4
votes

I used BigQuery about analytics. I written this Query.

[setup_chr_lvs]'s schema is

userId is STRING,

lv is STRIMG,

chrLvs is STRING

"[1, 25, 344]" (for example)

SELECT userId,
   lv,
   INTEGER(SPLIT( REGEXP_REPLACE( REGEXP_REPLACE(chrLvs, r'\[', ''), r'\]', ''), ",")) AS chrLv
   FROM [kpi.setup_chr_lvs]

This schema is successful. But can't save view.

Failed to create view. Cannot create valid output schema for field chrLV. Try renaming chrLv to f0_group.chrLv in the outermost SELECT.

Why?

2

2 Answers

2
votes

First, the error message's crazy-looking suggestion can actually work -- instead of your AS chrLv, have AS f0_group.chrLv. I won't even try to explain exactly why, because I can't really, but I can give some background on when this thing happens and how to work around it generally.

The key thing here is the SPLIT. SPLIT creates repeated values, which are where a single row and single column contains multiple values.

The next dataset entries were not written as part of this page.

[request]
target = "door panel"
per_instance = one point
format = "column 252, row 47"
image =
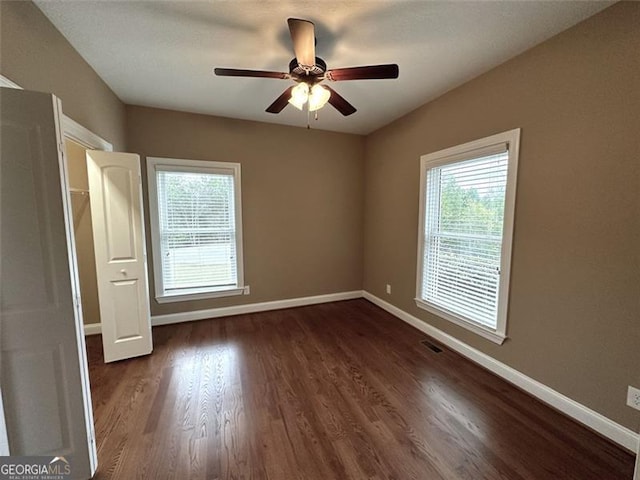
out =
column 116, row 212
column 119, row 213
column 125, row 294
column 35, row 403
column 46, row 401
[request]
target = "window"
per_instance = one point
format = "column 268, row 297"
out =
column 466, row 223
column 196, row 228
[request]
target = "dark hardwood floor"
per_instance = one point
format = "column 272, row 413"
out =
column 335, row 391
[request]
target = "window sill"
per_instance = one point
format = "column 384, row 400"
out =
column 199, row 295
column 492, row 335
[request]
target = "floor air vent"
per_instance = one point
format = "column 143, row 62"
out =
column 431, row 346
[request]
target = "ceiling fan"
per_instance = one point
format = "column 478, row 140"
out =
column 308, row 71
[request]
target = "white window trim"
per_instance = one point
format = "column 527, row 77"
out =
column 181, row 165
column 512, row 139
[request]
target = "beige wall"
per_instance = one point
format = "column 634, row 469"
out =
column 302, row 196
column 36, row 56
column 80, row 203
column 574, row 314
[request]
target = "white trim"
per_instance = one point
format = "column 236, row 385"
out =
column 182, row 165
column 506, row 141
column 92, row 329
column 592, row 419
column 187, row 297
column 491, row 335
column 252, row 308
column 70, row 127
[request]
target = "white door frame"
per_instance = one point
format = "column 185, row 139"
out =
column 71, row 130
column 76, row 132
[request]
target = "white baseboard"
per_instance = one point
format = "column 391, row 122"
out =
column 592, row 419
column 92, row 329
column 252, row 308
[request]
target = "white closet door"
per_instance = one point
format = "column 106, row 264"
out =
column 46, row 402
column 118, row 232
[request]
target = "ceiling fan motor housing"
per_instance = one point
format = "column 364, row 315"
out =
column 301, row 72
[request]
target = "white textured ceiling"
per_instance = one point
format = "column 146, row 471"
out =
column 161, row 54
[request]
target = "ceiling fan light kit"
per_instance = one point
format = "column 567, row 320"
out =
column 308, row 71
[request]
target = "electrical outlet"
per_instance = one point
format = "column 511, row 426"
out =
column 633, row 397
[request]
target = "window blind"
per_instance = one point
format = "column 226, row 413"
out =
column 197, row 230
column 463, row 236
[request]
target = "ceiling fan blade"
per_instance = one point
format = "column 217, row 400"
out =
column 369, row 72
column 234, row 72
column 304, row 41
column 280, row 102
column 339, row 103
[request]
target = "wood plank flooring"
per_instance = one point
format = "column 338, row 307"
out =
column 334, row 391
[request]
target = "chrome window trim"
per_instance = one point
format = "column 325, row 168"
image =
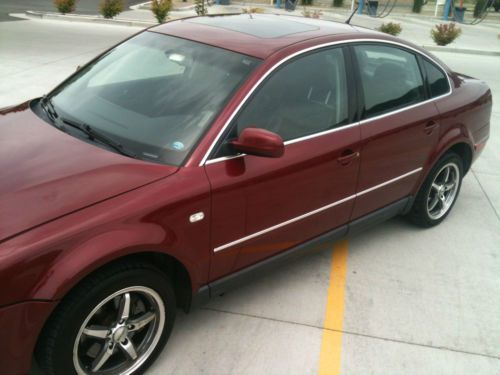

When you SPLIT "a,b,c" as val, the immediate result is a single row whose schema would say val: string (repeated).

When you run a query using a SPLIT, by default, the query results are flattened: a single row containing a 3-repeated value will turn into 3 rows. When you try to Save View, the behavior is different: it doesn't flatten. That's why you can query but not save the view. (If you want, you can reproduce the unflattened behavior by setting query options: uncheck "Flatten Results" (also "Allow Large" and "Select Table").)

So why the funny error with the unflattened result? This happens when you apply a function to a repeated value. The SPLIT creates a repeated output, and the INTEGER applies to that, triggering a surprise in the schema of the expression.

The workaround is to remove repeatedness -- flatten it to multiple rows -- before applying that function. First SPLIT, then FLATTEN, then the INTEGER. Like this:

SELECT
  userId,
  lv,
  INTEGER(chrLvStr) as chrLv
FROM FLATTEN(
  (
  SELECT 
    userId,
    lv,
    SPLIT( REGEXP_REPLACE( REGEXP_REPLACE(chrLvs, r'\[', ''), r'\]', ''), ",") AS chrLvStr
  FROM [test.setup_chr_lvs]
  ), 
  chrLvStr
)

This runs (and can be saved as a view) where [test.setup_chr_lvs] is a one-row model of your data saved from this query:

select "user1" as userId, "lv1" as lv, "[1, 24, 344]" as chrLvs

(And no, I do not have an indentation convention I use for FLATTEN.)

0
votes

Not knowing the internals of BigQuery, I would suppose this is because at some level, your chrLvs are broken down into partial attributes called "chrLv" and that confuses the system.

Did you try renaming your "as" to what was suggested?